Practical Implications for Transformer Models

The mathematical properties we've explored have significant practical implications for transformer models:

  1. Generalization to unseen sequence lengths: Since sinusoidal encodings are defined for any position value, they can naturally handle sequences longer than those seen during training. This directly follows from the continuous nature of sine and cosine functions.

  2. Consistent relative positioning: The inner product properties ensure that relative positions are encoded consistently regardless of sequence length. As we proved, the inner product $\langle PE_m, PE_n \rangle$ depends only on (m-n), not on absolute positions.

  3. Natural attention decay: The asymptotic decay properties (O(1/|m-n|)) align with the intuition that distant tokens typically have weaker relationships. This creates an inductive bias toward local context while still allowing global interactions.

  4. Parameter efficiency: Unlike learned positional embeddings, sinusoidal encodings don't require additional trainable parameters. The encoding is deterministic and can be computed on-the-fly.

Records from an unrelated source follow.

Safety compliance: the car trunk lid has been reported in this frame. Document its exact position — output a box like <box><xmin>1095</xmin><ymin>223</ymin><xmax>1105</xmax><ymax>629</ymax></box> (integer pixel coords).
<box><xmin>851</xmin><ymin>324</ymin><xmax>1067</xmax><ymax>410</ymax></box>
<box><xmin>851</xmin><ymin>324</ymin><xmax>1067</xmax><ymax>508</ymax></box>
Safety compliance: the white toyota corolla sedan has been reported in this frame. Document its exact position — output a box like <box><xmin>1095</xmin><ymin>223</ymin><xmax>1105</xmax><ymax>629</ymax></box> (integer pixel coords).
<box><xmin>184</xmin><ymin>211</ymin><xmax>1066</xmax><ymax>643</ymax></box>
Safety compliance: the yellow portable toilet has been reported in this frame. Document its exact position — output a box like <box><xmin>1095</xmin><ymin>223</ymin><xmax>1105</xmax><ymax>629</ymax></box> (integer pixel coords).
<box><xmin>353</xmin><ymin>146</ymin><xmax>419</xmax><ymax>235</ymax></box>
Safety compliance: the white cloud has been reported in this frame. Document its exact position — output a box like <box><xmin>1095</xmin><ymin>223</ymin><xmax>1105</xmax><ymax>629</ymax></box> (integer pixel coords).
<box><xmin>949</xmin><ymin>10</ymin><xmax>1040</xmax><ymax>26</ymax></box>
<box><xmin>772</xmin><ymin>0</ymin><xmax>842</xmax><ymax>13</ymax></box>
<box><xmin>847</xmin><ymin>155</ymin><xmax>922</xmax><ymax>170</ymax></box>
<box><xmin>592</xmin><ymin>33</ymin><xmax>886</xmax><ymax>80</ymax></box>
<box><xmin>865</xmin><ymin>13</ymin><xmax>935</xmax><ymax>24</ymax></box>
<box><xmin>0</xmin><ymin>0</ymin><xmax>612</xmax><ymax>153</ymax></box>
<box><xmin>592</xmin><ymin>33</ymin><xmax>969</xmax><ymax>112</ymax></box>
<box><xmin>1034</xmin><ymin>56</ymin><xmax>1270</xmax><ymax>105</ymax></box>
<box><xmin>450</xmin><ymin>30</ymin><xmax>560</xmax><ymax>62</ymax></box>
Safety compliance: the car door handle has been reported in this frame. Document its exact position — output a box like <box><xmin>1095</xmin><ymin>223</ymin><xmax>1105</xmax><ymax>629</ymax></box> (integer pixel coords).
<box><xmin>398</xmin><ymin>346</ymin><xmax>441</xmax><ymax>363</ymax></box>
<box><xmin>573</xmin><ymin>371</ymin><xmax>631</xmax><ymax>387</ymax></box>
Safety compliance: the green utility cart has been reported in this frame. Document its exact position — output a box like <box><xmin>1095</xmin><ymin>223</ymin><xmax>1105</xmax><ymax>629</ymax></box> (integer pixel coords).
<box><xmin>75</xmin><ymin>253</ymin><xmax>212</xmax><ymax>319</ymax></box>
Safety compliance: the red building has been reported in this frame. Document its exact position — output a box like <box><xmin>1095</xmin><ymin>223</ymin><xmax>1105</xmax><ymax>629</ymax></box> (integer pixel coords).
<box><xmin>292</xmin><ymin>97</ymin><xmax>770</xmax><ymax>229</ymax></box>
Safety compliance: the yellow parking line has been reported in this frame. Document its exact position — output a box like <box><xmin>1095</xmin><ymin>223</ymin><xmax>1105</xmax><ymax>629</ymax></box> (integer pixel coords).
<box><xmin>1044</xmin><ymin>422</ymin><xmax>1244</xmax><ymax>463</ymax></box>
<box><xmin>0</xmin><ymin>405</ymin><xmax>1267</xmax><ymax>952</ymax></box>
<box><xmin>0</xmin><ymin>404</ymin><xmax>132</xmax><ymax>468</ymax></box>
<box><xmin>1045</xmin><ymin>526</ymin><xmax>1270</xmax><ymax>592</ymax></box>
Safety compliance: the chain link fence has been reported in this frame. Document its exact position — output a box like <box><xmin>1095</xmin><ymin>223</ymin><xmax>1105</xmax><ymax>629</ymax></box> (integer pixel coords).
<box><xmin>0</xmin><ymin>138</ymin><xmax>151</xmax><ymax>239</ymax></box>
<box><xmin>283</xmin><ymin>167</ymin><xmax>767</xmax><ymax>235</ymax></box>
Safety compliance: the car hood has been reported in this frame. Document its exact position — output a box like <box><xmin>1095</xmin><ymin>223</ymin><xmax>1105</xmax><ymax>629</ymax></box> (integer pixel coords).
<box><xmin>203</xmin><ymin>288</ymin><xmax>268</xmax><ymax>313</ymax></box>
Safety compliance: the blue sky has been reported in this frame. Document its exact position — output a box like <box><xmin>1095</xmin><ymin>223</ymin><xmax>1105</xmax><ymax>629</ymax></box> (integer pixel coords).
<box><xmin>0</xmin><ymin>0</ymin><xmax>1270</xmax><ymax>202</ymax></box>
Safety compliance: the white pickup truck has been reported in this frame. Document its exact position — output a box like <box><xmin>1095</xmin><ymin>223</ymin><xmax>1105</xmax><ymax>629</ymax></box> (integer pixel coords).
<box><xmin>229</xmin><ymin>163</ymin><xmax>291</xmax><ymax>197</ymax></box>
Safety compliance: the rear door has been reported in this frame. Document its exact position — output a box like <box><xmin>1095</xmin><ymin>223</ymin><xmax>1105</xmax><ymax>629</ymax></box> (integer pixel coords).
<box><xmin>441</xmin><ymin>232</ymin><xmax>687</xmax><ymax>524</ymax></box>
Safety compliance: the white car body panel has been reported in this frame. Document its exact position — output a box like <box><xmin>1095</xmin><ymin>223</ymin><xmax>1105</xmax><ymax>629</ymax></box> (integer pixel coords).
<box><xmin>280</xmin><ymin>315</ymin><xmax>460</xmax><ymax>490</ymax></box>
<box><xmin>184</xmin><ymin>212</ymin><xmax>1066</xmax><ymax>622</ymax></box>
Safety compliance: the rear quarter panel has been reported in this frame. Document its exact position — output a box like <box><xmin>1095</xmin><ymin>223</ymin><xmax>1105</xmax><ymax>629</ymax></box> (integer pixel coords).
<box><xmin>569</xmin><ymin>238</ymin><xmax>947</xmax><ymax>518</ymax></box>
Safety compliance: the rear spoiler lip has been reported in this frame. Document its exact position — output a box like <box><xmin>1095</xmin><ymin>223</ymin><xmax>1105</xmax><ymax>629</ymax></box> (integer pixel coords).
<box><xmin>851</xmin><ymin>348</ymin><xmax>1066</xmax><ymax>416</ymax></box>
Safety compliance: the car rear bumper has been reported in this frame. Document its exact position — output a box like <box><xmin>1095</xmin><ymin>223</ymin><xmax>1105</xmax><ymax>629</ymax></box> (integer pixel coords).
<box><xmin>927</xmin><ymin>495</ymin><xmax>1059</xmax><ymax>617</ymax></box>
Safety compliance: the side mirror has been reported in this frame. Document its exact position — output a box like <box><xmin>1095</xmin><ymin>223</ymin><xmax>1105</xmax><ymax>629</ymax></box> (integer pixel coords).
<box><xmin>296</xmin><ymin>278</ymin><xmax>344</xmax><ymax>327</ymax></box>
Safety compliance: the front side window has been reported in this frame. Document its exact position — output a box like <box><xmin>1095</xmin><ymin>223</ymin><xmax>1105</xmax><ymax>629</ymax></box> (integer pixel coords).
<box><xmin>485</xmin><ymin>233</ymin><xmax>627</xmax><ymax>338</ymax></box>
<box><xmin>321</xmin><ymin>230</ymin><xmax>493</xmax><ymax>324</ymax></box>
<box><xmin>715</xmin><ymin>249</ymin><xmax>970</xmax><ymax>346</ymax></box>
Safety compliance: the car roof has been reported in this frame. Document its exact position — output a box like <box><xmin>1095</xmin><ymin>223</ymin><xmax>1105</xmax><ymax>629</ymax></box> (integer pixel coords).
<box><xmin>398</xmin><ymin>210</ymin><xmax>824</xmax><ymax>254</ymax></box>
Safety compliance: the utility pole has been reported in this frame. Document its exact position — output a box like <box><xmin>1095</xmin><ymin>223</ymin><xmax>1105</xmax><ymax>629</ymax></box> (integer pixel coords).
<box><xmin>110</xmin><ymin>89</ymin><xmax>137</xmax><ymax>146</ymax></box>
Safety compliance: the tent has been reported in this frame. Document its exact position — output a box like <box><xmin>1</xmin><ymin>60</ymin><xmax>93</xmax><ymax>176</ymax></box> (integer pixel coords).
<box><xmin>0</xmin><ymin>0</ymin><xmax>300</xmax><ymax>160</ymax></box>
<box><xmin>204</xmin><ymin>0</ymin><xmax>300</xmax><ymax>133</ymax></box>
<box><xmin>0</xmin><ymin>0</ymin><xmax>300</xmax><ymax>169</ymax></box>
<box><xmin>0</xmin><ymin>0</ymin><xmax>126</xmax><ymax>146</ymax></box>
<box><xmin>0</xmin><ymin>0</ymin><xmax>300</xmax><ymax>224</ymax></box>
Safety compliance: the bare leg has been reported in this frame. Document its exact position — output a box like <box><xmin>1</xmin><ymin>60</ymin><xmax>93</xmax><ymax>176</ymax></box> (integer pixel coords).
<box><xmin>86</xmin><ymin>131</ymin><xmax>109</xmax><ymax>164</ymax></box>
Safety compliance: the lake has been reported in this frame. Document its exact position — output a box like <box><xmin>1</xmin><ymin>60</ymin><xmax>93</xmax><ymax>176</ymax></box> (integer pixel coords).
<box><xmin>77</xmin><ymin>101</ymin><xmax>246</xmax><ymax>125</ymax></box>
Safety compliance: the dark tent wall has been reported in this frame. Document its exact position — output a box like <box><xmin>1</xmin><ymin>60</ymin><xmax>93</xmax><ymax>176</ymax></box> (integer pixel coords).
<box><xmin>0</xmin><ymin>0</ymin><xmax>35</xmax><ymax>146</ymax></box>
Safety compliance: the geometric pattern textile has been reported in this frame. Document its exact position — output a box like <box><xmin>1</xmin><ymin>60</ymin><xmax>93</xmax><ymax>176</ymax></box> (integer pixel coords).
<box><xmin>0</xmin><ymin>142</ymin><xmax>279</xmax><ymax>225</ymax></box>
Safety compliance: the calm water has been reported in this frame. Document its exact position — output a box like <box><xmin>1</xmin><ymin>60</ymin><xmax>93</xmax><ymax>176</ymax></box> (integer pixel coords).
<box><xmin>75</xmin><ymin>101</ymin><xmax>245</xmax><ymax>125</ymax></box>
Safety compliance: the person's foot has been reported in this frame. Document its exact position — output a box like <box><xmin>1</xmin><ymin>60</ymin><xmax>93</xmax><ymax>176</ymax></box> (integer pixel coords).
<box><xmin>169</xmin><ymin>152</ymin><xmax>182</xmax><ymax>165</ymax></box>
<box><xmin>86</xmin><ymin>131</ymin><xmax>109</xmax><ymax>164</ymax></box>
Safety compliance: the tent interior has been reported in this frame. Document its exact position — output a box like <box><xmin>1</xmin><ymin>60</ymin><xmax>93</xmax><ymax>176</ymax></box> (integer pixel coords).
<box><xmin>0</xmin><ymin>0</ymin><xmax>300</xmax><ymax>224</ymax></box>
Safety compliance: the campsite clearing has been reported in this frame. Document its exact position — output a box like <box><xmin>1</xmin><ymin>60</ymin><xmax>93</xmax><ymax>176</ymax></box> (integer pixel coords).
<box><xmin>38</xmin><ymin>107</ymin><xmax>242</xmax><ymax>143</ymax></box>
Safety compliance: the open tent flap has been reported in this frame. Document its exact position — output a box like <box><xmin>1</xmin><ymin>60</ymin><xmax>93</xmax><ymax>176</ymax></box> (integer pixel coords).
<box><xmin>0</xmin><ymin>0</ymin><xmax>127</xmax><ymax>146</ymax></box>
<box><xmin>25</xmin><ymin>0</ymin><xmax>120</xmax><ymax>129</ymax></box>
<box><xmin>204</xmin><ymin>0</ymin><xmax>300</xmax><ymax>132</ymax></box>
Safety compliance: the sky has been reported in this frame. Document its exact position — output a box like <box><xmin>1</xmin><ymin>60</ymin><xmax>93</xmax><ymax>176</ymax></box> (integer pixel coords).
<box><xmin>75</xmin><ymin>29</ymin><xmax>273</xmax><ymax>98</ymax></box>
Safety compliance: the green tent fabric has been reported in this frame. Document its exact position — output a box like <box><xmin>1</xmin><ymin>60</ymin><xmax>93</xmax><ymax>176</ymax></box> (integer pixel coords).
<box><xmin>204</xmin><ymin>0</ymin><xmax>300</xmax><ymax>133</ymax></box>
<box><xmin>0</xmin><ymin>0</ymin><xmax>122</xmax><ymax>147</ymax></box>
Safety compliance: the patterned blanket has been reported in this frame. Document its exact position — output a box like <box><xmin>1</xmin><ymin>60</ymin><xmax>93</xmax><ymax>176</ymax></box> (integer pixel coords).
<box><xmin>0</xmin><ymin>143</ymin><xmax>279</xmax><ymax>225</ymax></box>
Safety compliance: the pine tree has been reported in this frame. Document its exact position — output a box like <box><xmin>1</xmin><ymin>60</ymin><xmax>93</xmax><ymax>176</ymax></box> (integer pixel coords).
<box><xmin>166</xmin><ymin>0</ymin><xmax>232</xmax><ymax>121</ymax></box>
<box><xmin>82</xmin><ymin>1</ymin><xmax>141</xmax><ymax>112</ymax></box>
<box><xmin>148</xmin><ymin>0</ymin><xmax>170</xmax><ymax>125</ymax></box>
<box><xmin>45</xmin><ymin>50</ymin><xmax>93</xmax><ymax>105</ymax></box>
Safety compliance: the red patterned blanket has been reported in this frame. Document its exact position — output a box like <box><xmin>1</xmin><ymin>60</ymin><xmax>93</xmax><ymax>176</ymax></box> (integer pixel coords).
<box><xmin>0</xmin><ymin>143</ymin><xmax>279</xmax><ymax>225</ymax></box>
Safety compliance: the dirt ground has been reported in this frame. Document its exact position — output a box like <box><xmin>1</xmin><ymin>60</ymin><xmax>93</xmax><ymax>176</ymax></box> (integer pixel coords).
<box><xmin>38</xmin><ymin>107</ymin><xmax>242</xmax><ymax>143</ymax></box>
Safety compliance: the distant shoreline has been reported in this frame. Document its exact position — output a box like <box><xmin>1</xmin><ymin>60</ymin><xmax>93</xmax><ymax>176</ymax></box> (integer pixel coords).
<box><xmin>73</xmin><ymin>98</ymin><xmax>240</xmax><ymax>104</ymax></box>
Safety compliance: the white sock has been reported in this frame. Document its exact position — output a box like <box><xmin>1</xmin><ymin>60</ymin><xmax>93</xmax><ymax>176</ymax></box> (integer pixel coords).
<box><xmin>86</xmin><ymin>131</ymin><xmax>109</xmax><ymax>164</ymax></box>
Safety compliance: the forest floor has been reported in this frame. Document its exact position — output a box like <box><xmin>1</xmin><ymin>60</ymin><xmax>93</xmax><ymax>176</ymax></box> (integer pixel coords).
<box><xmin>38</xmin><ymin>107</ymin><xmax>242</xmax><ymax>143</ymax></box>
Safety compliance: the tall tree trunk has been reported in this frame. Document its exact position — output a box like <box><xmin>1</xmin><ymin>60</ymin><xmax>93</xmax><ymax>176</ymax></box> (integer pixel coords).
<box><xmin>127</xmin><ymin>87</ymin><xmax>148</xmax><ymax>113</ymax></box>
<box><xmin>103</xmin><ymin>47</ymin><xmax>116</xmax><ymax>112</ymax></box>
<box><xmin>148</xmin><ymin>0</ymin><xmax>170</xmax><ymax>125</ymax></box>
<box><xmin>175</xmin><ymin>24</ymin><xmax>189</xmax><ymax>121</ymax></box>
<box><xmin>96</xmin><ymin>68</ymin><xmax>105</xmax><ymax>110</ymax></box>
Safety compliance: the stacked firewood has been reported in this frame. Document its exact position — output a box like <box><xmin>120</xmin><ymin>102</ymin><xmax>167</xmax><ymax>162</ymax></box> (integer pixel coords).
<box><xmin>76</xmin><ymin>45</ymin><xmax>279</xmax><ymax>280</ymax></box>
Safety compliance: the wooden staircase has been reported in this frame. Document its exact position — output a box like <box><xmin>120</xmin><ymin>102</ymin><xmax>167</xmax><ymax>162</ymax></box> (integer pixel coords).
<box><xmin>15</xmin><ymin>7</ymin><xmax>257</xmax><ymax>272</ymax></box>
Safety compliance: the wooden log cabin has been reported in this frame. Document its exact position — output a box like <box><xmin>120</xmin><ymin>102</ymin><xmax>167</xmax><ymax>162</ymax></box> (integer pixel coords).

  5. Computational efficiency: The encodings can be computed on-the-fly rather than stored in a lookup table, saving memory for very long sequences.

Summary of Mathematical Properties

Bringing these mathematical analyses together:

  1. The condition φₘ - φₙ = φₘ₋ₙ forces positional encoding angles to follow a linear pattern φₘ = mθ, which is exactly what sinusoidal encoding provides.

  2. The specific choice of frequency parameter θₖ = 10000⁻²ᵏ/ᵈ creates an inner product that decays as O(1/|m-n|) for large distances, due to the absence of stationary points in the phase function.

  3. This decay property helps the model naturally focus more on local context while still maintaining the ability to detect long-range dependencies when needed.

As summarized in our analysis:

  • "Sinusoidal encodings use frequencies that decay exponentially across dimensions"
  • "Inner Product Decay: Results from destructive interference in high-frequency oscillatory integrals"
  • "Design choice: θₖ = 10000⁻²ᵏ/ᵈ ensures smooth frequency coverage & practical decay properties"

Conclusion

The sinusoidal positional encoding used in transformer models represents a beautiful intersection of mathematical elegance and practical utility. By encoding positions using sinusoidal functions at different frequencies, transformers gain the ability to understand sequence order while maintaining their parallelization advantages.

The key insights we've explored include:

  1. How sinusoidal functions provide a bounded, continuous representation of position
  2. Why the inner product between position encodings naturally captures relative distances
  3. How the specific frequency progression (10000⁻²ᵏ/ᵈ) creates a balanced representation
  4. Why linear position encoding (φₘ = mθ) is the only solution that correctly encodes relative positions
  5. How the asymptotic behavior creates a natural decay for distant token relationships

These mathematical properties combine to create a positional encoding scheme that satisfies all our requirements: representing absolute positions, maintaining consistent relative distances, and generalizing to unseen sequence lengths.

Understanding these mathematical foundations not only gives us deeper insight into transformer models but also opens doors to potential improvements and adaptations for specific tasks or domains. The elegant mathematics behind sinusoidal positional encodings reveals how transformers achieve their remarkable ability to understand sequence order while maintaining their computational advantages.

References

  • Vaswani, A., Shazeer, N., Parmar, N., Uszkoreit, J., Jones, L., Gomez, A. N., Kaiser, Ł., & Polosukhin, I. (2017). Attention is all you need. In Advances in Neural Information Processing Systems (Vol. 30).
  • Kazemnejad, A. (2019). Transformer Architecture: The Positional Encoding. https://kazemnejad.com/blog/transformer_architecture_positional_encoding/
  • Wang, P., & Peng, X. (2021). Understanding and Improving Positional Encoding for Transformers. ArXiv:2012.15832.